Dirta Science

Summary#

Dirta Science is a theme for the Python3 cookiecutter package that implements CRISP-DM, using GitLab for CI and project phase tracking.

It allows you to create a standardised directory structure for easy maintainability of data science projects, with make commands for implementing unit testing and virtual environment management.

Start using it by installing cookiecutter and executing:

cookiecutter https://gitlab.com/mwtmurphy/dirta-science

on your terminal of choice.

Problem Case#

Project Management

End-to-end data science projects will usually follow these steps:

  1. Understanding business and technical requirements
  2. Data collection
  3. Data cleaning
  4. Data modelling
  5. Deployment

Typically, these tasks begin sequentially but can easily be retread when things change, e.g. business requirements, or challenges arise, e.g. limitations of deployment environment. These kinds of changes affect the “discovery process” because they impact:

  • Data captured
  • Domain knowledge
  • Analytical method
  • User biases

Without tracking these changes, it becomes difficult to differentiate between what discovered knowledge is valuable or not, which can cause project creep.

Project Homogeneity

Additionally, if not predefined, it can be a dice roll as to how a project may be architected. Could it be a directory full of Python scripts or maybe some Jupyter notebooks? Will I see a final final draft?

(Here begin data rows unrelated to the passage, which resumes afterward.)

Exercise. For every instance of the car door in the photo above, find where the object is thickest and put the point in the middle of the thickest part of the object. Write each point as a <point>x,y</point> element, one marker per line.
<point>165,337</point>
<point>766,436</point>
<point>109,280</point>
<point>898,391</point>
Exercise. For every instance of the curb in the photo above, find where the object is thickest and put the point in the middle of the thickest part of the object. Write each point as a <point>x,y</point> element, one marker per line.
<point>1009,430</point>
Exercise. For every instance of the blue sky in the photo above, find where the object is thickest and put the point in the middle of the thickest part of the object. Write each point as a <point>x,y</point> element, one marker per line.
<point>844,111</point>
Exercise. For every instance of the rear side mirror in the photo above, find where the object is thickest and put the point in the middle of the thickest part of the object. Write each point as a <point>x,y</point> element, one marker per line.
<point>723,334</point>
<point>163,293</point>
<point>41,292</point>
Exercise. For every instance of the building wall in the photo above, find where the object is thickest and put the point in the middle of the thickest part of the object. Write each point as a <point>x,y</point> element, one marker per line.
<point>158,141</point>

This is not the fault of the team, but just the outcome of multiple people working on a project with little/no structure and limited memory. Imagine coming back to an unstructured project in 6 months and trying to remember what you did…

Solution#

A quick search and you’ll find many frameworks (KDD, SEMMA, etc.). Having looked at KDD and CRISP-DM, CRISP-DM provided some lower-level project start questions than KDD and, therefore, a better ability to track the impact of changes. With Dirta Science the CRISP-DM template documents are made readily available. I’ve found it’s not a painless solution, but it’s certainly a step in the right direction to checklist things that can be easily missed.

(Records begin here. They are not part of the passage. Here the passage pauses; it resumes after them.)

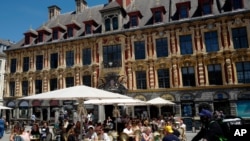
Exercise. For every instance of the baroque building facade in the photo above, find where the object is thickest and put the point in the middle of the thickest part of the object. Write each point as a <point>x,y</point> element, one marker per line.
<point>194,53</point>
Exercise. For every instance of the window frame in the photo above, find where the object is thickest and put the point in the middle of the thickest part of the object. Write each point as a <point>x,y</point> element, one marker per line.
<point>25,88</point>
<point>13,65</point>
<point>164,78</point>
<point>39,62</point>
<point>161,47</point>
<point>211,41</point>
<point>240,39</point>
<point>185,42</point>
<point>70,58</point>
<point>86,56</point>
<point>214,74</point>
<point>26,64</point>
<point>188,79</point>
<point>139,50</point>
<point>243,73</point>
<point>141,79</point>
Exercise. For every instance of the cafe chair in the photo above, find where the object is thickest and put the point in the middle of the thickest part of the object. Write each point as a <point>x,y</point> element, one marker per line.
<point>124,137</point>
<point>138,135</point>
<point>157,136</point>
<point>182,136</point>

cookiecutter is a great way to easily set up a standardised project structure, and building a custom theme was a simple process. Initially based on Cookiecutter Data Science, I’ve come to the current architecture, integrating GitLab’s CI tool, and adding in unit testing and virtualenv within the theme. Again, it’s not a perfect solution and deviating from this format has sometimes been necessary, e.g. projects using MATLAB’s app designer.

See the repository here.

Acknowledgements#

Shoutout to Cookiecutter Data Science, without whom I wouldn’t have gone down this ‘mild’ rabbit hole to improve my process.

Bibliography#

Chapman, P., Clinton, J., Kerber, R., Khabaza, T., Reinartz, T., Shearer, C. and Wirth, R. (2000). CRISP-DM 1.0 Step-by-step Data Mining Guide. Technical Report. The CRISP-DM Consortium.

Frawley, W., Piatetsky-Shapiro, G. and Matheus, C. (1992). Knowledge Discovery in Databases: An Overview. AI Magazine, (Vol 13, No 3), pp.57-69.